For instance, celebrated painter Atul Dodiya has gradually switched to an allegorical dramatization of his painterly dilemmas in the epoch of intriguing installation through a combination of self- portraits and witty tableaux. Subodh Gupta imparts surrealist touches to a pop/photorealist style. His ‘Vilas’ is an example of stark self-representation through a potent photo installation

Painters like Baiju Parthan, TV Santosh, Bose Krishnamachari and Shibu Natesan too have been experimenting with digital images in their works of art. The latter combines familiar images with bold, colorful palettes to enhance his unique, collage-like compilations. The image is a metaphor that he internalizes. The result is a mixture of hyper-realism and fantasy, whereas TV Santhosh appropriates references from such sources as magazines, newspapers and television.

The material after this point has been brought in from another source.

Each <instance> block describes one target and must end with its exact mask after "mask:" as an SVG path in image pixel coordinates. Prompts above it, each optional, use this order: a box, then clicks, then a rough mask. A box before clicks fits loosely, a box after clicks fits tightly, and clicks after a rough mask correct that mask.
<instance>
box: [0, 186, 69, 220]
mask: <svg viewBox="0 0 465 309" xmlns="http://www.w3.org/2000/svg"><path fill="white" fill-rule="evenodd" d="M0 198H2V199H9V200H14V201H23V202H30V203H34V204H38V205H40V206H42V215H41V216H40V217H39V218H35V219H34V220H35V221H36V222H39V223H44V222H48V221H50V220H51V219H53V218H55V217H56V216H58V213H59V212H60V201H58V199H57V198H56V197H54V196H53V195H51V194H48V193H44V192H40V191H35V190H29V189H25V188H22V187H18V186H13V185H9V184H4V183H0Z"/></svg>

The influence of print media is reflected in the photographic quality of his works, both in their clarity and composition. The artist blends both the negative and positive within one single frame. A photographic negative is usually the 'original' from which a photograph is printed, and so lies the paradox of his method of revealing the concealed truths of war. The inversion of the image gives the picture a new context and meaning as the darkest areas in the original image are transformed into the brightest highlights.

Bharti Kher’s practice encompasses digital photography that continues to explore her interest in kitsch and popular consumer culture. In her three digital photographs from the “Hybrids” series, she fashions women, children and everyday household objects with animal features. Her clever substitution of animals for people enables her to explore ingrained elements of behavior — enveloped by civility covering underlying human urges. Also, the hybrid character of the images becomes a metaphor for and a spectacularly physical embodiment of the ever contradictory human nature in the context of globalized urban society.

Riyas Komu is another prominent contemporary Indian artist who has chosen to embrace photorealism. One of the torchbearers of photorealism, so to say, he is renowned for his larger-than-life realist portraits of common an uncommon subjects like migrants and football players. On the other hand, Bose Krishnamachari, who created quite a few photorealistic works in the early part of his careers, now prefers installation and video. However, most artists are wary of falling in a pattern or being labeled as photo-realists. Expressing her concerns, Prajakta Potnis has stated: “I find it too deadening to simply refer to a photograph – it is unemotional and dry.” Instead she prefers sourcing her visuals from at a live object, interplay of light & shade; to explore the possibility of transforming it into a work of art rife with human touch and emotions. Several contemporary Indian artists, inspired by real-life images, are raising issues relevant to socio-political or personal identities.